The narrative flow of Maybe We're the Visitors – exploration, colony and, finally warning; that, as Icelanders already know, we are only stewards here and nature always has the last word – did not present itself "until I was close to the end," McConnell confesses. "But I always knew there was something alien about these pieces" – like the hint of another presence in the long dub-reggae swim of the title track. "It feels like there is something going on in the background – this guy talking to you, trying to communicate through all of this."

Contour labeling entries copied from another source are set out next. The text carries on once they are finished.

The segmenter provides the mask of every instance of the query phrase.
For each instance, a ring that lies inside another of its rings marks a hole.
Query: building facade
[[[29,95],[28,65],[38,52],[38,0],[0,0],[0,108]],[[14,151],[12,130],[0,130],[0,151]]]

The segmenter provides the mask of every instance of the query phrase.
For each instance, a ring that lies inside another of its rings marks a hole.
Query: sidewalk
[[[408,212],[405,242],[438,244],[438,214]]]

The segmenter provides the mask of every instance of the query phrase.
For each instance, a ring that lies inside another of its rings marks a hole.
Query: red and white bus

That, ultimately, is McConnell himself. "I don't work fast," he says. "Trey can write ten songs in a weekend. I just keep going until I reach critical mass: 'There's a record.'" But McConnell can hear the future waiting in Maybe We're the Visitors, the sound of "a big door opening up. As Phish, we're all working on music, and we never get to play all of it because there just isn't time. I love it and can't wait to get back to it.
"But to be able to do this too is exciting. It is so personally fulfilling – and I don't need anybody else to do it."